Shiroky JB. The use of folates concomitantly with low-dose pulse methotrexate. Rheum Dis Clin North Am 1997 Nov;23(4):969-680. (Review)
Abstract: Toxicities related to low-dose weekly methotrexate are largely due to its antifolate properties. Preexisting folate deficiency is associated with methotrexate toxicity in some patients. At the onset of methotrexate therapy and throughout therapy, the physician should be vigilant regarding one or more nutrient deficiencies. A multivitamin and, where appropriate, specific daily folic acid supplements should be employed. The only regimen known presently (through controlled trials) to treat side effects is the low-dose folinic acid (leucovorin) protocol outlined herein. Folic acid may be helpful to treat mild gastrointestinal symptoms. Folinic acid supplementation should be considered prophylactically in those requiring methotrexate who are at increased risk of hepatic disease. Other possible factors besides methotrexate should always be considered with the onset of new patient complaints or laboratory abnormalities. Claims that folic acid therapy is safer and more convenient than folinic acid seem unwarranted when one reviews the literature carefully. Cost differences between folic acid supplementation and folinic acid supplementation have been exaggerated.

van Ede AE, Laan RF, Blom HJ, De Abreu RA, van de Putte LB. Methotrexate in rheumatoid arthritis: an update with focus on mechanisms involved in toxicity. Semin Arthritis Rheum 1998 Apr;27(5):277-292. (Review)

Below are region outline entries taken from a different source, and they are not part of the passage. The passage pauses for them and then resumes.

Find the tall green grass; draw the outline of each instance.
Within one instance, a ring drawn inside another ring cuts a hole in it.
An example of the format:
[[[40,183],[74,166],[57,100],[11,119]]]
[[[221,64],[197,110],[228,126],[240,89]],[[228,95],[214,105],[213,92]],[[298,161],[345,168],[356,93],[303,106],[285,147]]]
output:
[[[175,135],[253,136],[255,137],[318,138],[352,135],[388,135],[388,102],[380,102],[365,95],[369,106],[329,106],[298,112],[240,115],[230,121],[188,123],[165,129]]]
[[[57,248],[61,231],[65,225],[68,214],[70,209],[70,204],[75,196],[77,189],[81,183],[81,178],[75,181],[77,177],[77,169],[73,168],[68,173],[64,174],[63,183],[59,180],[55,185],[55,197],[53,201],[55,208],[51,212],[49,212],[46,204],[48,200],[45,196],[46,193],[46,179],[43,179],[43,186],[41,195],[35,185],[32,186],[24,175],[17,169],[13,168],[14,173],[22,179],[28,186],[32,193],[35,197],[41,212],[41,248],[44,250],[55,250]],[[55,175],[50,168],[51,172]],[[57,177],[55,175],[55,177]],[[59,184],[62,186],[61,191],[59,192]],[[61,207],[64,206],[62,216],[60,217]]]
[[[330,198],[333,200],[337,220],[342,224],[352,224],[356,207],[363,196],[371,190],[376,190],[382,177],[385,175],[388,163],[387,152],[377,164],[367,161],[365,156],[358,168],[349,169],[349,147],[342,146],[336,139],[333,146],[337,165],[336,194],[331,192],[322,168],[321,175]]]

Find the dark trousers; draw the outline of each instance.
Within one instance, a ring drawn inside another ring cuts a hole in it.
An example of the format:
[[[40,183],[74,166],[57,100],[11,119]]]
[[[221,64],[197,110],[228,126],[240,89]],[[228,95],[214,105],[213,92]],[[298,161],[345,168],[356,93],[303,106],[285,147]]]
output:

Abstract: OBJECTIVES: To provide an update of the current knowledge of the mechanism of action of low-dose methotrexate (MTX) in the treatment of patients with rheumatoid arthritis (RA), with an emphasis on the mechanisms involved in toxicity. We also considered strategies currently used to prevent or decrease toxicity of MTX. METHODS: We reviewed the literature dealing with the subjects of MTX treatment of RA, the mechanisms of action of low-dose MTX regarding efficacy and toxicity, and strategies used to prevent or decrease MTX toxicity. RESULTS: MTX is a fast working and effective second-line antirheumatic agent (SLA). Its use is limited mainly because of side effects. The mechanisms of action regarding efficacy and toxicity are probably determined by different metabolic pathways. Recent data indicate that the antiinflammatory effect of MTX is mediated by adenosine. However, MTX side effects can only partly be explained by folate antagonism and may also depend on its action on other related metabolic pathways. The latter include the homocysteine-methionine-polyamine pathway and purine metabolism. Variants in these metabolic routes (ie, the C677T mutation in the methylene-tetrahydrofolate reductase [MTHFR] gene), may predispose to the development of side effects. Currently the most promising strategy to decrease or prevent toxicity of MTX is concomitant prescription of folic acid or folinic acid. Other strategies are currently under investigation. CONCLUSIONS: MTX benefits a majority of RA patients. Approximately 30% of patients, however, abandon treatment because of drug-related side effects. Folic acid or folinic acid likely reduces MTX toxicity. More data, however, are needed to evaluate a potential detrimental effect on the antirheumatic efficacy of MTX.